The physical fitness group, for instance, hypothesized that the students would be less impaired at high altitude when running a sprint than doing a long-distance run. Sprinting is an anaerobic activity, meaning the body doesn’t use nearly as much oxygen as during an aerobic long-distance run. In the thinner air of the mountaintop, they theorized, a sprinter would be less affected by the low oxygen level than would a distance runner. After their timed sprints and distance runs at 14,000 feet, the students were able to prove that hypothesis was correct.

This process of generating hypotheses on their own and then testing them was a refreshing change for the students, according to Steve Gibbons, a UW senior who took part in the seminar. Weigle gave them a good understanding of the material, but gave them enough latitude on the experiments that they could take ownership of the work.

“Unlike most laboratory work associated with an on-campus class, our research came with no directions,” said Gibbons, who is majoring in ecology and evolutionary biology in the UW Department of Biology. “We as undergrad students had to do our own research, formulate our hypotheses and predictions, and develop our own experimental procedure to produce results. It was very liberating to have so much freedom with our work and I felt we were much more interested in the material than we would have been if we were told what to do.”

The students also performed more complex experiments, such as measuring oxygen consumption while exercising and using that to extrapolate energy expenditure.

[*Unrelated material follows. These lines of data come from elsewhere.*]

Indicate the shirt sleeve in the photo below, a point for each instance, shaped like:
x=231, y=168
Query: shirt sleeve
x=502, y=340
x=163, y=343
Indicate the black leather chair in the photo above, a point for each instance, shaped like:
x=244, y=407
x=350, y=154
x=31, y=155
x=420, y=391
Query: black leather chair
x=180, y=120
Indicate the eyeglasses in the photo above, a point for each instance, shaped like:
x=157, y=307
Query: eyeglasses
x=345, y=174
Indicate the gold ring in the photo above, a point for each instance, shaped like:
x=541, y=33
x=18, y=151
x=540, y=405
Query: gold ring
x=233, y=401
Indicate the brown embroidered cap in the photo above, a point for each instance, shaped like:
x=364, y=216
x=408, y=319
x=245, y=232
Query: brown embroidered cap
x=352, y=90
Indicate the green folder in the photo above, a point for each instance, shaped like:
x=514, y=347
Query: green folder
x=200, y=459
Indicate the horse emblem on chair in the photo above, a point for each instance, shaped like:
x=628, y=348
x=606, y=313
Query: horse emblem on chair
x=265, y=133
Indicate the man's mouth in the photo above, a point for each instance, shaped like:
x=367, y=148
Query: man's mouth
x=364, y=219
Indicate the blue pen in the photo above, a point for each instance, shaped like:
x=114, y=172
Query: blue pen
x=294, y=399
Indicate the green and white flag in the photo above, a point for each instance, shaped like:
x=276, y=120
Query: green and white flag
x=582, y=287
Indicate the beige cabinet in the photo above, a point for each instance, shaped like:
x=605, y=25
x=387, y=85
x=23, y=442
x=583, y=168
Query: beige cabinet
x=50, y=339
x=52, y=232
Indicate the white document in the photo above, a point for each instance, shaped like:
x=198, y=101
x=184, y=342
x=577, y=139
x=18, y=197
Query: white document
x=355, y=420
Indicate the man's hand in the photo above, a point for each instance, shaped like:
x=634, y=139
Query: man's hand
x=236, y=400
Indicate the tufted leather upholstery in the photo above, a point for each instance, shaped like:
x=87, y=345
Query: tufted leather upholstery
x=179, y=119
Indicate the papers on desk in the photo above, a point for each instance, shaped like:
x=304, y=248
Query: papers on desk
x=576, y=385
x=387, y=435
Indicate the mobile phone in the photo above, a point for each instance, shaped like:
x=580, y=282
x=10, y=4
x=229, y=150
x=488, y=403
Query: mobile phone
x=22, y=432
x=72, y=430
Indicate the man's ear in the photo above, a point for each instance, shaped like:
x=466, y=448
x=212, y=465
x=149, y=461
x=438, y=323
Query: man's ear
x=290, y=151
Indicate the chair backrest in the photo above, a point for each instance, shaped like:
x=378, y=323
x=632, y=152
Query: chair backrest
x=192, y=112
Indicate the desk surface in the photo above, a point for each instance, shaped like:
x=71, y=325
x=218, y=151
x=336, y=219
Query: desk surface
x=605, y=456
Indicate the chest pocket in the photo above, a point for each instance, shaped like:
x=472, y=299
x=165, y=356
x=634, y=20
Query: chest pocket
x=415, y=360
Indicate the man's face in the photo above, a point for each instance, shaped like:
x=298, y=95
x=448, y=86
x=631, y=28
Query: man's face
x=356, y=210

“We wanted to try to give them an experience like what a real physiologist would do to quantify the body’s responses,” Weigle said. “I teach physiology in the College of Arts and Sciences, and that’s interesting for students. But we don’t often give them the opportunity to do real lab work with human physiology, which they got to do here.”

In addition to the real-world physiology experiments the students were able to complete, the other benefit of the program was that students were able to summit a 14,000-foot mountain. The dry, rocky environment was stunning to the students, especially those who had never even been on a mountain before.

“As we acclimated, we explored more and more area and were just blown away at all there was to see,” Gibbons said. “The landscape was sparse at best, but the views were spectacular and it was enjoyable to hike around in this unique place.”

This course and other Exploration Seminars, which are supported by the International Programs and Exchanges office of the UW, are aimed at giving students unique educational experiences in special settings — such as studying urban planning in Denmark or international relations in Shanghai, China. This course gave them a chance to learn in a mountaintop classroom, but also allowed students to study human physiology in the lab, which they might not typically do unless they continue on to medical school. Most of the students in the course are pre-med majors, but the group included people from many programs around campus.

In addition to their hands-on experience, the students will also get a chance to learn more about the clinical effects of low oxygen levels at the 2007 meeting of the International Hypoxia Symposium, in Alberta, Canada. The UW Office of Global Affairs awarded a grant to help pay for the students to attend the meeting.

Based on the success of the first Experience Physiology Project, and its popularity among the students, Weigle plans to offer the course on alternating years in the future.